Methods: Four groups (N = 12, each) either from locations at sea level or at moderate altitude (2600 m) were investigated: 1) sea-level control group (UT-0 m), 2) altitude control group (UT-2600 m), 3) professional cyclists from sea level (C-0 m), and 4) professional cyclists from altitude (C-2600 m). All subjects from altitude were born at about 2600 m and lived all their lives (except during competitions at lower levels) at this altitude. tHb and BV were determined by the CO-rebreathing method.

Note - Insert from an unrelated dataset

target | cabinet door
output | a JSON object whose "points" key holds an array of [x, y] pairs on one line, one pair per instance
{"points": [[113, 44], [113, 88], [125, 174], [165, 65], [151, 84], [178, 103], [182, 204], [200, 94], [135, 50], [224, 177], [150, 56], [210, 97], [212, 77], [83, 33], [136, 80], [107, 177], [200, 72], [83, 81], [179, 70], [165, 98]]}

Results: VO2max (mL x kg(-1) x min(-1)) was significantly higher in UT-0 m (45.3 +/- 3.2) than in UT-2600 m (39.6 +/- 4.0) but did not differ between C-0 m (68.2 +/- 2.7) and C-2600 m (69.9 +/- 4.4). tHb (g x kg(-1)) was affected by training (UT-0 m: 11.0 +/- 1.1, C-0 m: 15.4 +/- 1.3) and by altitude (UT-2600 m: 13.4 +/- 0.9) and showed both effects in C-2600 m (17.1 +/- 1.4). Because red cell volume showed a behavior similar to tHb and because plasma volume was not affected by altitude but by training, BV (mL x kg(-1)) was increased in C-0 m (UT-0 m: 78.3 +/- 7.9; C-0 m: 107.0 +/- 6.2) and in UT-2600 m (88.2 +/- 4.8), showing highest values in the C-2600 m group (116.5 +/- 11.4).
Conclusion: In endurance athletes who are native to moderate altitude, tHb and BV were synergistically influenced by training and by altitude exposure, which is probably one important reason for their high performance.